Eager to see more, I stepped closer to the island’s edge, where water playfully sloshed against the rocky shores. And then I knew my friends had been mistaken—myriad teals, turquoises, and blues stretched out before me into the expanse between the island and the city. The luminescent clarity of these jewel-toned waters proved that Marseille does, indeed, guard treasures.


Traveling: The Eiffel Tower

During this time of year, school ends, and those who benefit from long summer breaks flee to all corners of the world for research, leisure travel, and other edifying experiences.  For each of the past four summers, I numbered among these travelers, and now as I sit at home contemplating the future, I see my friends leaving for their new experiences, instagramming the oddities of living abroad, expressing their excitement at seeing a new painting or trying a new food.  It’s not precisely that I am jealous, though I would certainly love to know that I could jet off to somewhere intriguing.  Last week, I entered a travel writing competition because it seemed like all the travel memories I hold in my brain could be mobilized for something more fulfilling.

The first time I went to France, I was seventeen and had just graduated from high school.  As an inexperienced traveler on a ten-day educational trip, it served primarily as an introduction to life abroad and to big name, legendary sites that had seemed like fantasies before I saw them with my own eyes.  When I first went to France to start dissertation research in 2011, I knew the experience had to be something different and more productive—that I had to dig more deeply and broadly to understand the culture I meant to study.  That said, my favorite place in the city turned out to be a place that had been a central feature of that first trip: the Trocadéro and the Eiffel Tower. 

The Eiffel Tower has such a terrible reputation among many people I know who travel regularly.  In some ways, it’s a clear demonstration of everything that’s wrong with tourism as an industry.  During portions of the year, people swarm to the tower in droves, looking up instead of being aware of their surroundings, snapping picture after picture before paying an exorbitant fee to wait in line to take more pictures of the view.  No wonder, then, that pickpockets threaten these distracted tourists, and people who prize authenticity in their travel experiences disdain going anywhere near the Eiffel Tower with a disproportionately ferocious “been there, done that” attitude.

I understand the negative views of the area surrounding the Eiffel Tower and also that they can’t solely be combatted by the fact that, if you stand in just the right place, the view looks exactly like the above—like Paris in all its genius planning, activity, and glory.  It has always seemed to me that the Tower itself represents a useful historical intersection of the strife-filled years of the nineteenth-century that preceded its construction in 1889 and the coming uninhibited technological modernity whose beginnings remain apparent in its lacy ironwork and, for Paris, its exceptional stature.  To object to the tourist fashioning of its superficial symbolism is one complaint, but it’s worth considering how Paris itself has used this structure to characterize the city in popular media.  Any quick survey of Eiffel Tower history will tell you about its origins in the Exposition Universelle (the same one that inspired Gauguin to head to the South Pacific), its continued prominence in the advent of film and avant-garde theater in the early twentieth century, and then describe how it still serves as central to aspects of French cultural life—including the Bastille Day fireworks that crown the Tower in fire and colored lights every July 14th.
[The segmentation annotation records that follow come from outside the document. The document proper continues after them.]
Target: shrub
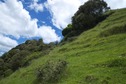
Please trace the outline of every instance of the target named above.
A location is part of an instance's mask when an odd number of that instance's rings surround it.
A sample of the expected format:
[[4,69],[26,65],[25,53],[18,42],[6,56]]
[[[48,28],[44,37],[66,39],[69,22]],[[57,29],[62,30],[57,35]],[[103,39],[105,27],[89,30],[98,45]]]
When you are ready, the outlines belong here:
[[[79,10],[72,17],[72,26],[75,30],[88,30],[101,22],[101,17],[109,7],[104,0],[89,0],[80,6]],[[100,17],[100,18],[99,18]],[[103,18],[103,19],[101,19]]]
[[68,33],[70,33],[72,31],[72,25],[69,24],[67,25],[67,27],[62,31],[62,35],[66,36]]
[[49,61],[37,70],[37,81],[42,84],[54,83],[58,81],[61,73],[66,67],[66,61]]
From that history, I believe it is possible to find peace in the shadow of the Eiffel Tower.  The lawn at the Trocadéro is one of the few non-museum places in Paris that I have returned to again and again, bringing a book to read for awhile and absorb the bustling city.  I like watching the Tower change, knowing that the hours are passing when the cannons at the Trocadéro majestically fire and splash water all over the lawn or the Tower sparkles and everyone “oohs” and “ahhs” together.  Even as I dodge the men selling tacky metal keychains and grasp harder at my purse, the Eiffel Tower grounds my professional expertise in the fascination I feel for France and its art and culture.